The company reported that its GB200 NVL72 and newer GB300 NVL72 systems topped all benchmarks in MLPerf Training 6.0, a widely followed industry test of AI training performance.
The latest benchmark round introduced two new workloads based on mixture-of-experts models, a design increasingly used to improve efficiency when training large language models.
Nvidia said the GB300 NVL72 achieved up to 1.6 times faster training performance than the previous GB200 NVL72 generation and was the only platform to complete submissions across the entire benchmark suite.
The company also highlighted its ability to scale training workloads to thousands of graphics processing units, including a DeepSeek-V3 671 billion-parameter model run spanning 8,192 GPUs and a separate 5,120-GPU submission for Llama 3.1 405B.
Cloud computing partners reported similar large-scale deployments.
Microsoft Azure said it trained the Llama 3.1 405B model to the benchmark's target quality level in just over seven minutes using 8,192 GPUs, while CoreWeave recorded the fastest DeepSeek-V3 training result at 2.02 minutes on the same scale.
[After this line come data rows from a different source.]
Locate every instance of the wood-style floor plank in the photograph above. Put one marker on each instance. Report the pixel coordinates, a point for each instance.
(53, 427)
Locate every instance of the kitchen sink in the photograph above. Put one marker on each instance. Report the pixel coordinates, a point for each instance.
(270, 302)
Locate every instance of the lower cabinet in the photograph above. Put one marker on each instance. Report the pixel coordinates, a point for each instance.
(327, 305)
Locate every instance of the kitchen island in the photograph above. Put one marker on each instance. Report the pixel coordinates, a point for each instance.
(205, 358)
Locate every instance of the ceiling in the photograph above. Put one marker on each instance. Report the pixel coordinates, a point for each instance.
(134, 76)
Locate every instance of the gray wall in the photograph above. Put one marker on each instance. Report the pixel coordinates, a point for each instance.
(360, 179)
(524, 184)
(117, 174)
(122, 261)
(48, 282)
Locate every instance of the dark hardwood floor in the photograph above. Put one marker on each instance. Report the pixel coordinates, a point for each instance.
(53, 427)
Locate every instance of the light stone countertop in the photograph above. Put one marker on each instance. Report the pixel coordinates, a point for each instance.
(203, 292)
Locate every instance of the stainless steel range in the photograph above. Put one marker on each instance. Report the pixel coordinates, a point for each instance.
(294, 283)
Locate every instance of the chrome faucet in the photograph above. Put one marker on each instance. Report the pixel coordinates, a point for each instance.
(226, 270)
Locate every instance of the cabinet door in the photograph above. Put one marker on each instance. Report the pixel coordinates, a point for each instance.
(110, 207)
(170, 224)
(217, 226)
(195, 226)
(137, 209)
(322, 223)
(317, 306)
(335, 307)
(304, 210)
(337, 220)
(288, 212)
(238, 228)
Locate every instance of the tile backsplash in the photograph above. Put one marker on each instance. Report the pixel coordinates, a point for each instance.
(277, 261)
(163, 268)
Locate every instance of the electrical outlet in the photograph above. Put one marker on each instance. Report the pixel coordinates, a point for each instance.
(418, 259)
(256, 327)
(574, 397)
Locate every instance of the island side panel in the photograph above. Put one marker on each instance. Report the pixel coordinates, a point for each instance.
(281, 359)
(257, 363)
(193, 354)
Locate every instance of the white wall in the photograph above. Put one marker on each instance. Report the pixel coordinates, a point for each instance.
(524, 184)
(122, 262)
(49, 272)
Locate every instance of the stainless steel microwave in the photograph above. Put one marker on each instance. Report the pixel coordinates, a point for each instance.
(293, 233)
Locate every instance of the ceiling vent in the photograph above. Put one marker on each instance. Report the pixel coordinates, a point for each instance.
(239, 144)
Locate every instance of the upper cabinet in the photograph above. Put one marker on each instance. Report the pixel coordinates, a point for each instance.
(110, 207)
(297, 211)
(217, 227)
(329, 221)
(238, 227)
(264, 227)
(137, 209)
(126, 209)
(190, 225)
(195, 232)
Nvidia attributed part of the performance gains to networking technology that links 72 GPUs within a single rack, allowing them to operate as a unified pool of computing power and memory.
The company also emphasised system reliability, highlighting features designed to detect faults, reroute network traffic and resume training runs after interruptions.
Results submitted by 19 partner organisations included claims of significantly faster training times and improved efficiency for AI developers deploying large-scale models.